Now at this time of night you just might find yourself in a groggy state of numb amazement at this new and amazing discovery presented before your very eyes! Your tired mind is probably too lazy to convince you of otherwise, so it simply agrees with you and resumes picking at the popcorn mush that has become your brain. You set your Cheetos down on the coffee table, rise to your pink slippered feet, and begin an emergency search for the telephone. Your confused mind is frantically trying to record the number flashing on the television screen so you won’t forget. At the moment, you aren’t awake enough to realize that the number has been flashing as such for almost an hour now and probably will be for another still.
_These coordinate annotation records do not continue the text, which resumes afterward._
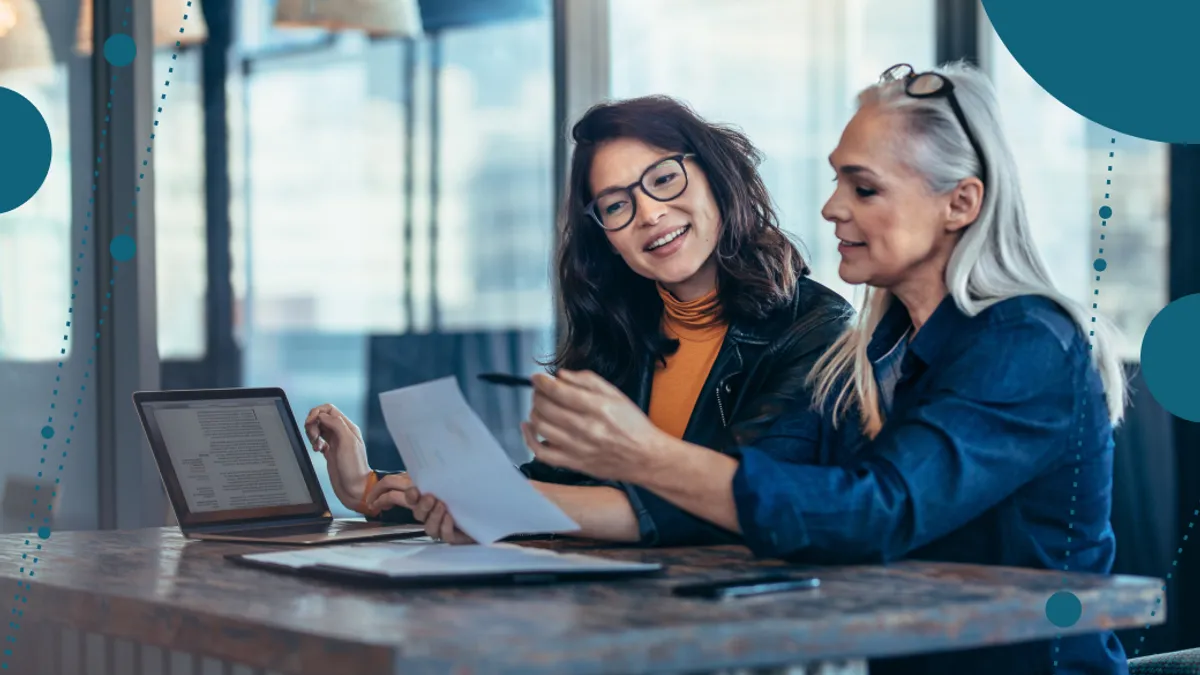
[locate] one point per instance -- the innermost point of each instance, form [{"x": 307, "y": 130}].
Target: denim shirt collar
[{"x": 942, "y": 326}]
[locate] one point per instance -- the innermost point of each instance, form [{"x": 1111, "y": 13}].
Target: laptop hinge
[{"x": 221, "y": 527}]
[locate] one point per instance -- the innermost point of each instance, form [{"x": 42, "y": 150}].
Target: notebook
[{"x": 408, "y": 562}]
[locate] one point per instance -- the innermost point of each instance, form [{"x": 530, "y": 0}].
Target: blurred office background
[{"x": 343, "y": 208}]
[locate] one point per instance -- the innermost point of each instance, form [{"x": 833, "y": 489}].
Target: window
[
  {"x": 180, "y": 242},
  {"x": 361, "y": 195},
  {"x": 35, "y": 239},
  {"x": 784, "y": 71},
  {"x": 1063, "y": 160}
]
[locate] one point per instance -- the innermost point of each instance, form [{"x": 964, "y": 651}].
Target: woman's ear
[{"x": 966, "y": 202}]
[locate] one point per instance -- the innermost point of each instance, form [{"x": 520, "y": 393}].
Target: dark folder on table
[{"x": 408, "y": 562}]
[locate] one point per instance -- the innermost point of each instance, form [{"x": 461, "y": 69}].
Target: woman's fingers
[
  {"x": 433, "y": 524},
  {"x": 553, "y": 434},
  {"x": 448, "y": 531},
  {"x": 393, "y": 482},
  {"x": 424, "y": 506},
  {"x": 388, "y": 500}
]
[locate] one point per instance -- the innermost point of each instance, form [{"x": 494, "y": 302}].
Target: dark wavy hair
[{"x": 613, "y": 315}]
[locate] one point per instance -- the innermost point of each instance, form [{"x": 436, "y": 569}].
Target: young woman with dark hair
[{"x": 679, "y": 288}]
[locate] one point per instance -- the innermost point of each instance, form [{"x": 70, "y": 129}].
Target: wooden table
[{"x": 149, "y": 602}]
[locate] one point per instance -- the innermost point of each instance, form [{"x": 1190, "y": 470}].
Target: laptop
[{"x": 237, "y": 469}]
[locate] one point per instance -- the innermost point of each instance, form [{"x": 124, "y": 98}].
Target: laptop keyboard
[{"x": 315, "y": 529}]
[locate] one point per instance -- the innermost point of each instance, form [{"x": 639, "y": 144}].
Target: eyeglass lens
[{"x": 663, "y": 181}]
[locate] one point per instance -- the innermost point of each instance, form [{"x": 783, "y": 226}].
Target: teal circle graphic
[
  {"x": 25, "y": 159},
  {"x": 1169, "y": 359},
  {"x": 120, "y": 49},
  {"x": 1063, "y": 609},
  {"x": 1079, "y": 53},
  {"x": 123, "y": 248}
]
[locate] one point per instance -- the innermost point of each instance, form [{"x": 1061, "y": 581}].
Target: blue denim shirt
[{"x": 996, "y": 449}]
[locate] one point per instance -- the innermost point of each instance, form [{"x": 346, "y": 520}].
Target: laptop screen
[{"x": 227, "y": 460}]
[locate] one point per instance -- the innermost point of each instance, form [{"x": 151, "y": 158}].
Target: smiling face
[
  {"x": 892, "y": 230},
  {"x": 667, "y": 242}
]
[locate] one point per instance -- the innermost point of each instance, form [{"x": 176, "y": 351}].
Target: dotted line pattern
[
  {"x": 1158, "y": 601},
  {"x": 123, "y": 248},
  {"x": 1099, "y": 266}
]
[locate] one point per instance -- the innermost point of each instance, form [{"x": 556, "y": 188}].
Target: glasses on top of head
[
  {"x": 664, "y": 180},
  {"x": 934, "y": 84}
]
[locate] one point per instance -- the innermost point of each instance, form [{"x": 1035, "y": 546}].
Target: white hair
[{"x": 994, "y": 261}]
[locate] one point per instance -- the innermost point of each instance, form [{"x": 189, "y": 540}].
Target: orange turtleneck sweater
[{"x": 677, "y": 386}]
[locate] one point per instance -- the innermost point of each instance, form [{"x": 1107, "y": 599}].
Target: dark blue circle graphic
[
  {"x": 120, "y": 49},
  {"x": 1078, "y": 52},
  {"x": 123, "y": 248},
  {"x": 25, "y": 159},
  {"x": 1169, "y": 359},
  {"x": 1063, "y": 609}
]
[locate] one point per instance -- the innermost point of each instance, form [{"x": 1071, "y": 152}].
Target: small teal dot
[
  {"x": 25, "y": 161},
  {"x": 120, "y": 49},
  {"x": 1063, "y": 609},
  {"x": 123, "y": 248}
]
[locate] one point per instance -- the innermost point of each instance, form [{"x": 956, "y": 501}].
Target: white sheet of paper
[
  {"x": 406, "y": 560},
  {"x": 450, "y": 453}
]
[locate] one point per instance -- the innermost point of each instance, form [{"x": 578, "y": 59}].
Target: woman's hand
[
  {"x": 397, "y": 489},
  {"x": 340, "y": 441},
  {"x": 593, "y": 428}
]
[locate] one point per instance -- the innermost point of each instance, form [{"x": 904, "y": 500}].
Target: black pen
[
  {"x": 507, "y": 380},
  {"x": 747, "y": 587}
]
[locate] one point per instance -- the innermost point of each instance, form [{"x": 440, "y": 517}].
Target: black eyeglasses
[
  {"x": 666, "y": 179},
  {"x": 930, "y": 85}
]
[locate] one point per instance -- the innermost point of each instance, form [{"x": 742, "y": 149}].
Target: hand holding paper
[{"x": 450, "y": 454}]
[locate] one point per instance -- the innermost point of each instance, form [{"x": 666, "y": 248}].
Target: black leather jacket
[{"x": 759, "y": 374}]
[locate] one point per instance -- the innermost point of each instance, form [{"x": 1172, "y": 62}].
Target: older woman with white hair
[{"x": 985, "y": 398}]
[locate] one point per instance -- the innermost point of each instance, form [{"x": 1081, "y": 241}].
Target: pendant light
[
  {"x": 168, "y": 18},
  {"x": 24, "y": 42},
  {"x": 393, "y": 18}
]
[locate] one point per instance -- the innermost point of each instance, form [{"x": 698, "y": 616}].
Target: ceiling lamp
[
  {"x": 394, "y": 18},
  {"x": 24, "y": 42},
  {"x": 168, "y": 18}
]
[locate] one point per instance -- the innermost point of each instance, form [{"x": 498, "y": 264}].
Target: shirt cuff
[
  {"x": 647, "y": 531},
  {"x": 372, "y": 478}
]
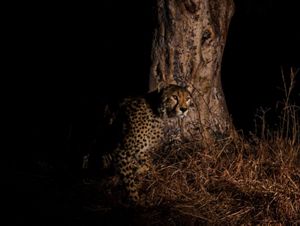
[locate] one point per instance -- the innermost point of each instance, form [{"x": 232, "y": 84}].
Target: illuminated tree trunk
[{"x": 187, "y": 49}]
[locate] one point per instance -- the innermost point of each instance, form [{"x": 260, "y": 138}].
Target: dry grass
[{"x": 234, "y": 181}]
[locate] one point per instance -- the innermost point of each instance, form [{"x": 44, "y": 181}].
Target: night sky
[{"x": 69, "y": 59}]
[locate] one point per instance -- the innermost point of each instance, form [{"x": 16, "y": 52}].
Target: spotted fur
[{"x": 142, "y": 124}]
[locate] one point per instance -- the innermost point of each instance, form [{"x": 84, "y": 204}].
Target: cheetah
[{"x": 142, "y": 121}]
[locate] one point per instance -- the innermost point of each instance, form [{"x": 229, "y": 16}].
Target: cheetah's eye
[{"x": 175, "y": 97}]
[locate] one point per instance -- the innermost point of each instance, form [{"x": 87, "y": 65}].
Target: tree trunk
[{"x": 187, "y": 49}]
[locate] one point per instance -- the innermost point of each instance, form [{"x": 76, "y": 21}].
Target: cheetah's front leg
[{"x": 127, "y": 173}]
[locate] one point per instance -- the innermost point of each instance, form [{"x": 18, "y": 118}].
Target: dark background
[{"x": 69, "y": 59}]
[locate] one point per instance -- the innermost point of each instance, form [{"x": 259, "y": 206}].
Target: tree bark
[{"x": 187, "y": 49}]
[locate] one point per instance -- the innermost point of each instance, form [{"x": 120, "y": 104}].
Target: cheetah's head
[{"x": 176, "y": 101}]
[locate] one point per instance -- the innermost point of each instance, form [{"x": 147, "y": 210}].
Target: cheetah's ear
[
  {"x": 189, "y": 88},
  {"x": 161, "y": 85}
]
Eureka! You finally find the phone stuffed deep into one of the sofa cushions and retrieve a credit card from your wallet as you dial the number. After being put on hold for 17 minutes, dodging multiple offers for other products or additions to the one you are already purchasing (only 34.99 extra!), you’re finally told when to expect your package. Just before you hang up, you are told that you’ve been automatically approved for three different money-saving clubs and that for the next month you can enjoy a free trial of all these clubs and what they have to offer. Confused but too excited about your Sable Hair Farming System, you say thank you and hang up. Now you really aren’t able to sleep because you’re simply too excited. What a rush!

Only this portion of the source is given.